I posed the question in the following way
We would like to investigate implementing this compressor in Numcodecs we can can use it with Zarr data. In order to do that, we would need to either
- call Julia directly from numcodecs (certainly possible but would limit usage)
- reimplement the algorithm in python (not appealing)
- Export a c-compatible binary library from Julia (possible but perhaps difficult)
Milan replied
Thanks so much for your interest! I’d be more than happy to develop BitInformation.jl more towards a reference implementation for the analysis of the bitwise information content. But you are quite right that maintaining similar code in several languages might be tricky and unnecessary additional effort. Before making a suggestion to either of these options let me highlight that there are technically two parts to our “compression method”. Quotation marks as the idea of the real bitwise information is certainly also that it should be possible to combine it with other existing compression methods, as we do with Zfp in our paper.
part 1. The bitwise information analysis.
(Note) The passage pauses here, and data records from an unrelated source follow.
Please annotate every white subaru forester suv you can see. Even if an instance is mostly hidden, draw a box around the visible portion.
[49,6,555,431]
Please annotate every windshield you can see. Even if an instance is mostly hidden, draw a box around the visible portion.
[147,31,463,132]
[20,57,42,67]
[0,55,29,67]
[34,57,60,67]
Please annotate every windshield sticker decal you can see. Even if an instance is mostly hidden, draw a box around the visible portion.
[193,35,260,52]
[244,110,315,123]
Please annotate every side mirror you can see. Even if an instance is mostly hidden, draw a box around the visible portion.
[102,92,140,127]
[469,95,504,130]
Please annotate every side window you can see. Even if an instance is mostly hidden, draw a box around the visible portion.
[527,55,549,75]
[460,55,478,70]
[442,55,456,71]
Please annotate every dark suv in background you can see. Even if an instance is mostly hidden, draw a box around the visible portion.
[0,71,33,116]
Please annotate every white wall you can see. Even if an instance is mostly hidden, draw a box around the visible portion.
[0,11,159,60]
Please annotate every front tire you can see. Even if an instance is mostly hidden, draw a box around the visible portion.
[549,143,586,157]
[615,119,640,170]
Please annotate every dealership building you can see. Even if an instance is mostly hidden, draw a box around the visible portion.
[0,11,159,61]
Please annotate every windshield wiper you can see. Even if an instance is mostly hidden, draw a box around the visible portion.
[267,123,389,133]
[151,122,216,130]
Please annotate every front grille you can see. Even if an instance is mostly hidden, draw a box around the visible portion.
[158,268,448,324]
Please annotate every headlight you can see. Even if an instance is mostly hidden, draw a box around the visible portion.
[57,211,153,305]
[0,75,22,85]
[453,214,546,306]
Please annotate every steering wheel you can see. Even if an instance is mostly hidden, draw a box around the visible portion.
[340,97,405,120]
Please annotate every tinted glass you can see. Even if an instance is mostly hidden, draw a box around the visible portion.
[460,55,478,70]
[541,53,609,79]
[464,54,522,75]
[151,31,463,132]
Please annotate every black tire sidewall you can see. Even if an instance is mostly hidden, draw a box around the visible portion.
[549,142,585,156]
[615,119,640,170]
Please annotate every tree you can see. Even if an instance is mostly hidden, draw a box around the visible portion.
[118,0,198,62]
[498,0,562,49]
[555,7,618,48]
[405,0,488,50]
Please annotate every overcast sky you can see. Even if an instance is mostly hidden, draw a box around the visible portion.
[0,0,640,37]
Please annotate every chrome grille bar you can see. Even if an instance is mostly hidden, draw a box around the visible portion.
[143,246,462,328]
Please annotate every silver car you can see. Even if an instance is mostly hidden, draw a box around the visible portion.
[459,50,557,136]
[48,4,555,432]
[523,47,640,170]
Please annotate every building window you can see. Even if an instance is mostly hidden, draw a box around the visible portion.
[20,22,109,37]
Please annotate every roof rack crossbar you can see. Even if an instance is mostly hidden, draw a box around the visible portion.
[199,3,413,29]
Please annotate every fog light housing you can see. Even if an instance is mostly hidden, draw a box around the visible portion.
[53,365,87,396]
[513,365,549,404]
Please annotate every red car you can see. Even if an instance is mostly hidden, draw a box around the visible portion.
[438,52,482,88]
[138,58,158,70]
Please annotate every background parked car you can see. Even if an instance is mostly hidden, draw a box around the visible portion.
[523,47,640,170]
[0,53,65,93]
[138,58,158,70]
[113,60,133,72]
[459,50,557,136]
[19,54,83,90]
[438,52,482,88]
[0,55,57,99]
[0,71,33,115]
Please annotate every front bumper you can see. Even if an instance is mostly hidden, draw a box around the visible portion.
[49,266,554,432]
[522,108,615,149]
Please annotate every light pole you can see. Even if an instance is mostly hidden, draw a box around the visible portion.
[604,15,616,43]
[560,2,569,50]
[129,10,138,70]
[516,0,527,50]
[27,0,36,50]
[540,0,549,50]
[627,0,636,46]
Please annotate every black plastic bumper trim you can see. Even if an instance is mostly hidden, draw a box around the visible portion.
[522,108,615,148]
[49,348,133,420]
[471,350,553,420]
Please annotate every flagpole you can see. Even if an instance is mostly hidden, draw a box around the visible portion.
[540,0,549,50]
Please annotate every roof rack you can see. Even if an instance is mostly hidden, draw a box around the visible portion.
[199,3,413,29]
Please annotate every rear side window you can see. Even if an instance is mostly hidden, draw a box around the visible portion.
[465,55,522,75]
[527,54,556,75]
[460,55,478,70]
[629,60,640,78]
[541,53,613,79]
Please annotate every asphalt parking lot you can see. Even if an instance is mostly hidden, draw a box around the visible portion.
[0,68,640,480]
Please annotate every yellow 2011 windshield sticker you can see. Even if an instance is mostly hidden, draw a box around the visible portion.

This just informs how many bits should be retained for a given array, and does not have to be repeated, say for following time steps
part 2. The removal of false information. We simply round this to zero with round-to-nearest, while this doesn’t technically compress it can be combined with any lossless algorithm and I see you have plenty in numcodecs already.
So I think we’d need two things in numcodecs, for
part 1 the bitinformation function from BitInformation.jl If there’s a way to pull that one directly from Julia into numcodecs that’d be great because then I can keep updating / maintaining the BitInformation.jl and you’d get automatically the newest version.
part 2 a binary round to nearest. I see that np.round rounds in decimal, but we’d need a binary rounding mode to guarantee that the trailing bits are zero. This is technically 3 lines of code and so that can be done maybe directly within C/Cython.
So I’d suggest to reimplement part 2 (the rounding) as it’s only a small piece of code, but we should check how to call Julia efficiently for part 1.
Since we already support ZFP in numcodecs, I would say that this strategy makes a lot of sense
I'm copying Fig. 1 from the paper into this issue, since it provides a great visualization of the method
Next Steps
I would note that there is also a final step in this method, which is to apply a lossy (zfp) or lossless compression codec (zstd) to to the data.
As a concrete step forward, we could imagine first implementing the "binary rounding" as a standalone codec in numcodecs.
One technical question I have for @milankl is the following: The round function has a signature (translated to python like)
def round(x: float, setmask: int, shift: int, shavemask: int) -> float:
...where x is the array to be rounded. Can you confirm that setmask, shift, and shavemask are constants for each variable, which are determined based on the mutual information analysis from "part 1"? If this is the case, we can simply treat these as scalar parameters for the bitwise rounding codec.
This also suggests an even simpler path to supporting this compressor in python:
- we do the mutual information analysis in Julia using BitInformation.jl (only needs to be done once for each array)
- export the scalar parameters, e.g. via copy / paste or a simple text file
- create the appropriate codec chain in numcodecs, e.g.
bitwise_rounding+zstdorzst
I'm very excited about this opportunity and really eager to try it out, e.g. on the LLC4320 ocean simulations.